Josie saw that he’d paused in front of a small framed painting by the door. It was one of Keira Sullivan’s distinctive wildflower watercolors—a cluster of purple thistle. “Small world.” She was aware of the emotion that just that simple painting elicited; it was one of Keira’s gifts as an artist. “She has an amazing talent. I hope being around all of us doesn’t suck the life out of it. She has painter’s block—”

“She’s worried about Simon. He’ll be back.”

“Then go off again,” Josie said.

“Maybe. She’ll get used to it.”

“Easy for you to say. We should go. I swear I’m waiting for hounds to wake up and come after us.”

Myles grinned at her. “Worried about getting caught, are you?”

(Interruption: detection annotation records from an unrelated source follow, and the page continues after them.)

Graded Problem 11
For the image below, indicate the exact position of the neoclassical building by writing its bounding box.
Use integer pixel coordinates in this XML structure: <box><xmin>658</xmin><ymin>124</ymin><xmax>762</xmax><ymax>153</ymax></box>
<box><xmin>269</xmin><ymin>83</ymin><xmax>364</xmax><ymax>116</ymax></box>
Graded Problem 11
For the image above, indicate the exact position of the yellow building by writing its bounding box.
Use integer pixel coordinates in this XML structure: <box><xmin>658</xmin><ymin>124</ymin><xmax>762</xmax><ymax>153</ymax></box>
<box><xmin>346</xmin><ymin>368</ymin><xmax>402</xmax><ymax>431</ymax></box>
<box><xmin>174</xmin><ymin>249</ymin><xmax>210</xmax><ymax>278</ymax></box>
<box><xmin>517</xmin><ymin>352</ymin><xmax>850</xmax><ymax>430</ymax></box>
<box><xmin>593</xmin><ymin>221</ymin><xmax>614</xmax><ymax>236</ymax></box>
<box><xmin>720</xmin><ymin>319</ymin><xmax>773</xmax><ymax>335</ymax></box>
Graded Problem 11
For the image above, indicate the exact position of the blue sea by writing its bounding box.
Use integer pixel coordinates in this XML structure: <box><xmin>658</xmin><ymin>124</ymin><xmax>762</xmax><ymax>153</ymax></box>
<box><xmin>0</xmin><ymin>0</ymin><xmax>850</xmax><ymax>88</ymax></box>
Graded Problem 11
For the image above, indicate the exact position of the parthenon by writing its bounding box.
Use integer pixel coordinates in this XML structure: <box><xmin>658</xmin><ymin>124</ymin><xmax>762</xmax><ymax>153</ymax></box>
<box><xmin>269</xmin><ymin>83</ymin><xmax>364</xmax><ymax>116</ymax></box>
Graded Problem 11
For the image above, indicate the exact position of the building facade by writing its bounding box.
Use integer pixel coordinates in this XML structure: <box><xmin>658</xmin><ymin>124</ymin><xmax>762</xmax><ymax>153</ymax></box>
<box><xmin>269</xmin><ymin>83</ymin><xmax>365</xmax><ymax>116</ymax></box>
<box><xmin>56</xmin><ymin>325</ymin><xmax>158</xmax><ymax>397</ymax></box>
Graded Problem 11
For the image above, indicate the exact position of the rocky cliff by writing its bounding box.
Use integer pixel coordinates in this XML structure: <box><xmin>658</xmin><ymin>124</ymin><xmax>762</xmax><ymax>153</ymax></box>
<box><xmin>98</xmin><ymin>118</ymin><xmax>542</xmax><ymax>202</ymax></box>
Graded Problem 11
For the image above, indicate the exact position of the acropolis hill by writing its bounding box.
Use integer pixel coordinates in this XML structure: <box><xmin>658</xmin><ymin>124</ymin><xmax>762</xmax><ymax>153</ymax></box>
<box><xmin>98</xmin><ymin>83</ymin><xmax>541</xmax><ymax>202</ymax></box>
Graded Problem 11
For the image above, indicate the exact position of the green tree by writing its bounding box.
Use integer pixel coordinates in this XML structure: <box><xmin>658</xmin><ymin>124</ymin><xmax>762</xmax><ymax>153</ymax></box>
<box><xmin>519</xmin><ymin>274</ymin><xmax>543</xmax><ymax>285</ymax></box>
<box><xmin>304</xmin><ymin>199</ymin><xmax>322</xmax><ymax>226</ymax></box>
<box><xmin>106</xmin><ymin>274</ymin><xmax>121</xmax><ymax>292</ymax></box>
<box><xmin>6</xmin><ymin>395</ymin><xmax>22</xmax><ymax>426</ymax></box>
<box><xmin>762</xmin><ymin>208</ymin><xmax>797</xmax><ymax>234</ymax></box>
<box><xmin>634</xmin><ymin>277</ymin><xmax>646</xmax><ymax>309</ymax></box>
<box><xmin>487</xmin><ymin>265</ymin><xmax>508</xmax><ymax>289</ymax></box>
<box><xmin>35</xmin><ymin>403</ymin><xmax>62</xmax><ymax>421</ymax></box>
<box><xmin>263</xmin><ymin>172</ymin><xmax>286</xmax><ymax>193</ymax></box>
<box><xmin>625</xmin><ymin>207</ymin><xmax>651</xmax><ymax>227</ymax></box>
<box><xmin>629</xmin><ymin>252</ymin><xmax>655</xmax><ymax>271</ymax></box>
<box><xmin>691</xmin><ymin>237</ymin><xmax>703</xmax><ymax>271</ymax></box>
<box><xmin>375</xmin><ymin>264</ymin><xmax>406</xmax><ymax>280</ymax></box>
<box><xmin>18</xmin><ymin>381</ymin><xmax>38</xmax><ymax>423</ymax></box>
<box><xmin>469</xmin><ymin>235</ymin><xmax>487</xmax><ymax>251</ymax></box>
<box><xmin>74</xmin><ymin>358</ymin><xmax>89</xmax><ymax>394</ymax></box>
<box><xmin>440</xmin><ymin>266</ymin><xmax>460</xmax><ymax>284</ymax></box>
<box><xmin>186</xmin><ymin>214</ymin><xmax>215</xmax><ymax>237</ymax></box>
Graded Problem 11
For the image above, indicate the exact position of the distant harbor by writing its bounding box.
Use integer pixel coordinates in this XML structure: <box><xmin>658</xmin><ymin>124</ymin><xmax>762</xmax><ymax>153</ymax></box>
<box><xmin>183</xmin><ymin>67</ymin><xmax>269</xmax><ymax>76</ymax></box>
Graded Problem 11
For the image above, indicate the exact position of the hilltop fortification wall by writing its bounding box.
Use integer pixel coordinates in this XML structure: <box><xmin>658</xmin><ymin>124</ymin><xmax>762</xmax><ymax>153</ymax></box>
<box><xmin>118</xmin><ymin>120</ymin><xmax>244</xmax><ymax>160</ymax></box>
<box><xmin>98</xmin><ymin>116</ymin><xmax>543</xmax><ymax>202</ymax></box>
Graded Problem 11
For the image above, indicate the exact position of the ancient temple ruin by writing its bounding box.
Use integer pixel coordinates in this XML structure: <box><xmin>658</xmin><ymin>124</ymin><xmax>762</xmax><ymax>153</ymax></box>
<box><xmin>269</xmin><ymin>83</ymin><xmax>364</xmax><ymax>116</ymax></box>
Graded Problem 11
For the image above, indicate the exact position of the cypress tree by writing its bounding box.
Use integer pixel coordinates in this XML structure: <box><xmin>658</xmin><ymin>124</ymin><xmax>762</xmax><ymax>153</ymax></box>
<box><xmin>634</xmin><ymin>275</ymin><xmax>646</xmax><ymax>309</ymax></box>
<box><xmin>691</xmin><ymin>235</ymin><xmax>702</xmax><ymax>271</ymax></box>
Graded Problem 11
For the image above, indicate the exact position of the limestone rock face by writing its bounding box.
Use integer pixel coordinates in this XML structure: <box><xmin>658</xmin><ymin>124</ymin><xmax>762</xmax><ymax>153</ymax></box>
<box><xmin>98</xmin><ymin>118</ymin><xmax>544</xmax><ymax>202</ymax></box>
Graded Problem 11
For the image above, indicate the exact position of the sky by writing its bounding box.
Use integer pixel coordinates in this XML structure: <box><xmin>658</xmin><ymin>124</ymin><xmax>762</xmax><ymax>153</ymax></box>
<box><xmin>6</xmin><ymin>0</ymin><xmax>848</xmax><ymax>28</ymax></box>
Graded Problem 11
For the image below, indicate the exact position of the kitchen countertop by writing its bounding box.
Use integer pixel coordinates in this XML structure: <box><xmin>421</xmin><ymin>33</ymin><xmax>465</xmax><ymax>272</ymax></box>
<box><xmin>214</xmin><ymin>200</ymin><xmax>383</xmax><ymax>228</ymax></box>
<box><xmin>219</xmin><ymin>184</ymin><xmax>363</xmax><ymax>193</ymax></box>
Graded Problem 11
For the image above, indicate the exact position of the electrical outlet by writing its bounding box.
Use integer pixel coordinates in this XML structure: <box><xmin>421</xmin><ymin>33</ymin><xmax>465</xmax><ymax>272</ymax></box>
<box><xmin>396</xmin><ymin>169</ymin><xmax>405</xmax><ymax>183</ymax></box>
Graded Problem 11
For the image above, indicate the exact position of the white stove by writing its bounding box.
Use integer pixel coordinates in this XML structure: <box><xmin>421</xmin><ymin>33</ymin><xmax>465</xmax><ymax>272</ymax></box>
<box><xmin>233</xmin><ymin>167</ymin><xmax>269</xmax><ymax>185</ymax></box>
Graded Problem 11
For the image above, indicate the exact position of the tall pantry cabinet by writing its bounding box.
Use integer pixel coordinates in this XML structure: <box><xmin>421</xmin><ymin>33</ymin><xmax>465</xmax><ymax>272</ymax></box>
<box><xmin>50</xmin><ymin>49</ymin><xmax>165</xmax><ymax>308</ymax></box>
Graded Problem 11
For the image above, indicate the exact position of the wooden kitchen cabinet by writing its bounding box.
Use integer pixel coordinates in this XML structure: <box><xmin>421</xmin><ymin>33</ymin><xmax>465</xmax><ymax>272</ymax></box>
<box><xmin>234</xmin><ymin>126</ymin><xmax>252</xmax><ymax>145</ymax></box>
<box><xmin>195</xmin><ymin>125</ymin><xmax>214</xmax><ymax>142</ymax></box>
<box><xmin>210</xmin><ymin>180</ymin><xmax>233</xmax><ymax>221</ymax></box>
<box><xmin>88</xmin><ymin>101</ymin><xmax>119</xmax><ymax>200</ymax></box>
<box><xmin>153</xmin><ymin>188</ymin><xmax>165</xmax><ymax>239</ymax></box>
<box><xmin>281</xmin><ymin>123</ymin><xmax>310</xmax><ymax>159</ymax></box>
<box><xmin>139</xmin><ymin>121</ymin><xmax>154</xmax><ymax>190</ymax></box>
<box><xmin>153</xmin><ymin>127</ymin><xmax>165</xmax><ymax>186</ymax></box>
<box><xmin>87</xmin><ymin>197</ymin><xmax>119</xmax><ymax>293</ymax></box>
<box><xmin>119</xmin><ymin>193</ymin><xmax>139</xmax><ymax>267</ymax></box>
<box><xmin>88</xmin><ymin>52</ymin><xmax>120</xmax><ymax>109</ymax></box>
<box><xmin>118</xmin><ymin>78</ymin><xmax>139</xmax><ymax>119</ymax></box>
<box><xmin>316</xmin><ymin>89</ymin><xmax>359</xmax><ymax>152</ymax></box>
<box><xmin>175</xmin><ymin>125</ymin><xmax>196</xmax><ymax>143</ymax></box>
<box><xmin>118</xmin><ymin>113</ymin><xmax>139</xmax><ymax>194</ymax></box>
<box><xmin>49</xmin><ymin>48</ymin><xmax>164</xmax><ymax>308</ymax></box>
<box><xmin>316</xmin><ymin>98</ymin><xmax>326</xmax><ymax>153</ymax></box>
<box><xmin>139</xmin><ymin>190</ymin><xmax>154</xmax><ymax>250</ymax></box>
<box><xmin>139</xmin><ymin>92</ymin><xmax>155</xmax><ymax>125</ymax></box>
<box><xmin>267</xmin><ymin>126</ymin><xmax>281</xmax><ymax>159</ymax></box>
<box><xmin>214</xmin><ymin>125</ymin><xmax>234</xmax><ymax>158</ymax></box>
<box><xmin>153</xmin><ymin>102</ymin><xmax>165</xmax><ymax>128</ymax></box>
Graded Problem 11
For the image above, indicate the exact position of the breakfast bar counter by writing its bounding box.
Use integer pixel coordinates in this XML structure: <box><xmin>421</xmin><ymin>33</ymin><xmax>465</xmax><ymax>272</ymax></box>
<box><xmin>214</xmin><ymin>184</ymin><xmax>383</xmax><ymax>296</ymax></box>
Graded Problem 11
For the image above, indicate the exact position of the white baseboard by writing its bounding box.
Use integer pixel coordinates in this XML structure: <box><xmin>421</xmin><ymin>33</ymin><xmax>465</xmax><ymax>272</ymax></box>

She bristled. “No, I mean that literally about the hounds. One never knows. By the way, I can handle myself in the field quite well. I don’t require your assistance or protection.”

“You’re glad to have me with you, though, in case the guards or dogs come after us.”

“Of course. I can feed you to either or both and go scot-free myself.”

He seemed amused, unworried about the guards, dogs or her. They headed back outside. Josie locked the door behind her and descended the steps, trying to appear to anyone who might pass by that she hadn’t a worry in the world. She glanced back, half expecting hounds barking in all the windows.

She checked her BlackBerry and saw she had a text message from Lizzie and Keira. It wasn’t Will’s father or Lizzie’s father who’d met them in London. It was Will and Simon themselves.